Aucune disposition sur Mousharaka
Si la neutralité fiscale de la Mourabaha et de l’IMB sera effective dès janvier 2016, qu’en est-il des autres produits de financement des entreprises, type Mousharaka et Moudaraba ? Pour ces cas précis, la Loi de Finances 2016 est restée muette. «L’IS concernant ces produits n’est pas abordé dans la Loi de Finances, et le vide juridique fiscal persiste», explique H. Khouloud. «Ceux qui vont se lancer dans la Mousharaka (équivalent du capital-risque) s’exposeront à un risque fiscal très important», avance pour sa part Abderrafi El Maataoui, expert-comptable. «En réalité, le message de l’Etat est très clair : ne faîtes pas de Mousharaka pour l’instant», poursuit-il. Une attitude du législateur qui peut se comprendre, selon certains experts, qui jugent qu’il est préférable de commencer par des produits simples avant de passer à des produits qui requièrent plus de technicité et, surtout, de transparence. «Plusieurs études soulignent que durant les premières années qui suivent le lancement des banques participatives, les produits Mousharaka croissent de manière très confidentielle», note cet assureur. «Par ailleurs, il y a ce problème de transparence des bilans des PME. Nous ne sommes pas encore prêts pour la Mousharaka; il faut y aller progressivement», préconise-t-il.

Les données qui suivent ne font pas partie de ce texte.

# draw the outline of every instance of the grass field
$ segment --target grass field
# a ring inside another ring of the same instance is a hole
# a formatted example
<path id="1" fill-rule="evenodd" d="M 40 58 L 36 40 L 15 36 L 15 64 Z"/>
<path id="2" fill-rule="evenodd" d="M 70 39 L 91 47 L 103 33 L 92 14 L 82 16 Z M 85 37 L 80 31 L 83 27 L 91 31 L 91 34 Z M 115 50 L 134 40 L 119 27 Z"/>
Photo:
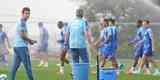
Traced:
<path id="1" fill-rule="evenodd" d="M 130 65 L 131 61 L 123 60 L 121 61 L 124 64 Z M 33 73 L 35 80 L 61 80 L 61 76 L 58 73 L 58 67 L 56 66 L 57 61 L 50 60 L 48 68 L 39 68 L 37 67 L 38 61 L 32 61 Z M 126 66 L 126 69 L 128 66 Z M 70 72 L 71 68 L 69 65 L 66 65 L 66 75 L 65 80 L 72 80 Z M 9 75 L 10 68 L 6 68 L 5 66 L 0 67 L 0 73 L 5 73 Z M 91 71 L 96 70 L 95 67 L 91 68 Z M 19 71 L 17 72 L 17 80 L 28 80 L 27 75 L 25 74 L 24 67 L 21 66 Z M 89 80 L 96 80 L 96 74 L 91 73 Z M 160 80 L 160 76 L 152 76 L 152 75 L 126 75 L 124 72 L 120 73 L 118 80 Z"/>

Toujours est-il qu’en attendant une révision de la fiscalité des produits participatifs destinés au financement des entreprises, les futurs opérateurs devraient mettre le paquet sur les produits Ijara et Mourabaha, délestés de leur encombrant boulet fiscal. Selon certaines estimations dévoilées lors de la conférence, les contrats Mourabaha devraient représenter près de 80% des contrats lors des premières années.
Les nouveautés de la Loi de Finances 2016
Mourabaha : Dans la LF 2016, il a été décidé la suppression de la déduction, en matière d’IR, des intérêts et de la rémunération convenue dans le cadre d’un contrat Mourabaha en cas d’indivision.
IMB : il a été institué un régime fiscal spécifique. En cas d’acquisition d’un logement, la loi instaure la déduction du montant de la marge locative payée par les contribuables, dans la limite de 10% du revenu global. En cas d’acquisition d’un logement social destiné à l’habitation principale, la loi instaure la déductibilité du revenu salarial du montant du coût d’acquisition et de la marge locative payée par le contribuable aux établissements de crédit et aux organismes assimilés. La LF 2016 exonère aussi le profit réalisé sur la cession d’un immeuble ou partie d’immeuble occupé à titre d’habitation principale depuis au moins 6 ans. En matière de TVA, le taux est ramené à 10%, comme s’il s’agissait d’un contrat Mourabaha.
Enfin, dans le cadre de contrats Mourabaha ou IMB, il a été décidé l’exonération de la TVA sur l’habitat social.